Futures contracts are
mere side bets to the real action ... and can no more affect the
Crude Price than sports betting can affect ball game scores.
It does not significantly impede the process of price discovery, but
the glamour surrounding the activity evidenced by noise-du-jour
most certainly can lead to excessive windfall profits for the
producers.
A
record of 307 thousand long futures contracts was set in early
April, compared to 259k volume in March 2008. A record
non-commercial (long/short) contracts volume of 493k was set as well
(in early June), much above the 453k level of May 2008. The
net volume (longs minus shorts) set a new record of 135k in January,
substantially more than 2008's high mark of 100k.
Together, the above
factors served to spike up the Price $94 from its level of
$37/barrel at January 2005. In five short months (by late
December 2008), it had collapsed to that same $37 level. To
understand the mechanisms behind the topping action, it should be
known that as the oil price approached a certain Fuel or Oil
Cost/GDP ratio which I call the Demand Destruction Barrier,
alternative & conservation measures kicked in to halt the Price
inflation. Until then, high prices played a part in enhancing
(but not causing) the Recession in play.
The 2009 Recession was inspired by
the real estate bubble and its derogatory effect on disposable
income. In a normal business cycle, even inflated fuel costs
are too insignificant to cause economic Recessions. Another
McPeakster myth busted: correlation does not prove causation.
Logic is absent from the
present marketplace. Price discovery is dysfunctional.
Intuition would infer neophytes have taken control of buyer desks of
the globe's stakeholders.
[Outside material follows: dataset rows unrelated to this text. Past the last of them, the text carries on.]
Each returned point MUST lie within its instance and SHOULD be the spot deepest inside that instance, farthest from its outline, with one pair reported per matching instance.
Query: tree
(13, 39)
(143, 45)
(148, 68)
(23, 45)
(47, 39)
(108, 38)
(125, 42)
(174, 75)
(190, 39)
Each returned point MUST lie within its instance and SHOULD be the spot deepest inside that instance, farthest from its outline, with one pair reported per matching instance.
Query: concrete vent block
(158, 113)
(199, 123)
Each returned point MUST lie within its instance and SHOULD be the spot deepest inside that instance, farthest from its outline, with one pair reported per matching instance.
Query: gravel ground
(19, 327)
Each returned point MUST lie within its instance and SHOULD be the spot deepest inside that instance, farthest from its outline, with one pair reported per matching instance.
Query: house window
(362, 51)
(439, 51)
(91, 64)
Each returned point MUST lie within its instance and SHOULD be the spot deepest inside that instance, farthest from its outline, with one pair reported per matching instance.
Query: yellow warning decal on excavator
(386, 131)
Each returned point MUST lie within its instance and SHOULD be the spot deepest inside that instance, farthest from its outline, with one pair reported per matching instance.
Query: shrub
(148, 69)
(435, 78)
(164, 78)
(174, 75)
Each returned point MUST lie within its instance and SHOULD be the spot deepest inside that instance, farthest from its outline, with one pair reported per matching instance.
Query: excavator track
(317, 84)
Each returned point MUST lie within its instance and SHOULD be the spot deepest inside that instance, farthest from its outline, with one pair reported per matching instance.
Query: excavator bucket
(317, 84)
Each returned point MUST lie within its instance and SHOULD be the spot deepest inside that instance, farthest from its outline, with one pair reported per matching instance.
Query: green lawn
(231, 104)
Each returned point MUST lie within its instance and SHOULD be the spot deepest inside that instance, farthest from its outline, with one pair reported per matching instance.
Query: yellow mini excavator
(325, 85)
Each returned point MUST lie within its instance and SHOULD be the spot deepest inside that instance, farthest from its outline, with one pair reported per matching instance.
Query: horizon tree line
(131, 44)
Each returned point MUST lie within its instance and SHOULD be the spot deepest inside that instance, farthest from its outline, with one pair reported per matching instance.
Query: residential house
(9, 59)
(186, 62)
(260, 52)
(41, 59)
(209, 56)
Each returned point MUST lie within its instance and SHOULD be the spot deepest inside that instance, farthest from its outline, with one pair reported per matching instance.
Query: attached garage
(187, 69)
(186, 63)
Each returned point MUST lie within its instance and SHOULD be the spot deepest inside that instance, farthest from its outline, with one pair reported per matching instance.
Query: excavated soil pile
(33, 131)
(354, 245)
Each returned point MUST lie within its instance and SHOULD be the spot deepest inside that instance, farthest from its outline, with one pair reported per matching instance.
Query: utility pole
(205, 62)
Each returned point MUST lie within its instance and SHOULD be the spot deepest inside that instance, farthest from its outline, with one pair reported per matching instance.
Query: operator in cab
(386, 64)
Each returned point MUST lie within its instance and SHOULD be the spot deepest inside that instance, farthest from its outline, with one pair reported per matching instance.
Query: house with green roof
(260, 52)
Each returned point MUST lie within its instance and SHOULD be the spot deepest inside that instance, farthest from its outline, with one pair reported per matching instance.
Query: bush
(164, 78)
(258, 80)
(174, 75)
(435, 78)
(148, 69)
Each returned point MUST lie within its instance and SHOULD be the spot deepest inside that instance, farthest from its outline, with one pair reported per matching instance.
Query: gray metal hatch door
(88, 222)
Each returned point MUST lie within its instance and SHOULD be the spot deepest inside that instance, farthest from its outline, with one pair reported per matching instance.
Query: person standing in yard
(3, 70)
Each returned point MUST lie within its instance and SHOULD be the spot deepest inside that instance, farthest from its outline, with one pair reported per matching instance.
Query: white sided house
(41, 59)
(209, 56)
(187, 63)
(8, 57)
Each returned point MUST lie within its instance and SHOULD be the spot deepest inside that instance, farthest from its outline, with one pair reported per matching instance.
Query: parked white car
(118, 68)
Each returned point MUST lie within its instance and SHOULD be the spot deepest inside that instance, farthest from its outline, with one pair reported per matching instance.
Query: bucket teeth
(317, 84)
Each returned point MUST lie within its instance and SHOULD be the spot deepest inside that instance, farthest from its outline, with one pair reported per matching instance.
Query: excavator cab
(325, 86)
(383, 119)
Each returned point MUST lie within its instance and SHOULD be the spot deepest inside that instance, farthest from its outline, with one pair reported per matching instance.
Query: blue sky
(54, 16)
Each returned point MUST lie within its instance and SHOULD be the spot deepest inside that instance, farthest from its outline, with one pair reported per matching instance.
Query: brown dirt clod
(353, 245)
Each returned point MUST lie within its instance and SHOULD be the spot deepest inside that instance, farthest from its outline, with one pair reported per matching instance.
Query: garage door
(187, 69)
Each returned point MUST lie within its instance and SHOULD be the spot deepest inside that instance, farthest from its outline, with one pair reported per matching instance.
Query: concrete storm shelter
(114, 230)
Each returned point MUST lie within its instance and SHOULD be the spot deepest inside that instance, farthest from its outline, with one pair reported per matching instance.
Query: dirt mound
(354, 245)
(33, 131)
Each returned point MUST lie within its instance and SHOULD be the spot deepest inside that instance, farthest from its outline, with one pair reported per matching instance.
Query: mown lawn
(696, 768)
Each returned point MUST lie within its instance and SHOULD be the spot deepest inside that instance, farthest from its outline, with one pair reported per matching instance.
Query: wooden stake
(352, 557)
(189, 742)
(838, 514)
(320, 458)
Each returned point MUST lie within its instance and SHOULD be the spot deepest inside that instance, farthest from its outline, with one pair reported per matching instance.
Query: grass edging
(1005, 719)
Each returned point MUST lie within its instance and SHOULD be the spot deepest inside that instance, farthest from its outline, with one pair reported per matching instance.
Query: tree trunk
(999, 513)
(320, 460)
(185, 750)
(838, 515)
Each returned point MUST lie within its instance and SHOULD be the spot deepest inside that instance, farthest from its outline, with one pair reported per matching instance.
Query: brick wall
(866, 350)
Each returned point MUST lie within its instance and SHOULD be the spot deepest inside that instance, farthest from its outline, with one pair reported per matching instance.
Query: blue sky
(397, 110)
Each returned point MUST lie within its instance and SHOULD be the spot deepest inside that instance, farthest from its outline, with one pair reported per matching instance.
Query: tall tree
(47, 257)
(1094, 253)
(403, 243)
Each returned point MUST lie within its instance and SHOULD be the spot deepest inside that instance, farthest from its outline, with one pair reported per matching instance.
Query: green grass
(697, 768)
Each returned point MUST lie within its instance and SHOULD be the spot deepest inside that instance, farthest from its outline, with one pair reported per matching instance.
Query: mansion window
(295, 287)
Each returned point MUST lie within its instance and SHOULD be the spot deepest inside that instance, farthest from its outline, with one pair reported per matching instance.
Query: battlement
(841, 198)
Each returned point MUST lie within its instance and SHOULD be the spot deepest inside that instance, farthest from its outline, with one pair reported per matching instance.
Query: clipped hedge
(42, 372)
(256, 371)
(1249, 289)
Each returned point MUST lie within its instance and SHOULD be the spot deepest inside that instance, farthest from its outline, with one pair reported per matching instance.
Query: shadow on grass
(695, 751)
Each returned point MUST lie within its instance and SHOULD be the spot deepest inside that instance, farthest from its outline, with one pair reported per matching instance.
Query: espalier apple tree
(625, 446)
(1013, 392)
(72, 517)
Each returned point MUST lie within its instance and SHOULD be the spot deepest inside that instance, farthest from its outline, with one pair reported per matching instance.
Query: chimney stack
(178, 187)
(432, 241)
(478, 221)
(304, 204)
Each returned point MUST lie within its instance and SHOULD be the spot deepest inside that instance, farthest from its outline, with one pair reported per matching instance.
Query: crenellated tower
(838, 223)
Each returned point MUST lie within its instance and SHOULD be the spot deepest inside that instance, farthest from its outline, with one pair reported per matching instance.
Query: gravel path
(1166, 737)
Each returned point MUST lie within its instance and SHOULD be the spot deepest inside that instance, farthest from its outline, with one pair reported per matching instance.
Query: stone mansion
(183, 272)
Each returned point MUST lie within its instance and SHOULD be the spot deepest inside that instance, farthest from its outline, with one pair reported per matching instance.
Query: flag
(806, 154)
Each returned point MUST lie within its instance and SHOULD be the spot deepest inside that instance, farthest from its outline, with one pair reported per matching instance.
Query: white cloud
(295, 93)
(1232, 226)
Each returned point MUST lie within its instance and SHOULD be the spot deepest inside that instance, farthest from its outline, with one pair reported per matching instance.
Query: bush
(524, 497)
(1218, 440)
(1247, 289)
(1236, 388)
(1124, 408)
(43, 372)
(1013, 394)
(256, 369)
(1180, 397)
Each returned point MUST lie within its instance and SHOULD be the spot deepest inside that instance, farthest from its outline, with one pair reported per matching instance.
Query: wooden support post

Contrary to 2008, when the oil price
was attributable to factors surrounding its fundamental components,
crude price has been in a bubble since August 2009. I repeat
... 2008 was not a bubble!
The most positive outcome of this last episode was the
extinguishing of an overly generous Lack of Surplus Capacity premium
along with the dispelling of Peak Oil rumours.
~
My guidance a year ago:
<<< Dec 13 2011 chart
predicted USA contract crude would decline from $104 to $60 by Dec/2012.
It didn't happen! As seen in today's chart above, Iran's boasts to block Hormuz spiked the price to
$111. It then promptly declined to $92 by next December.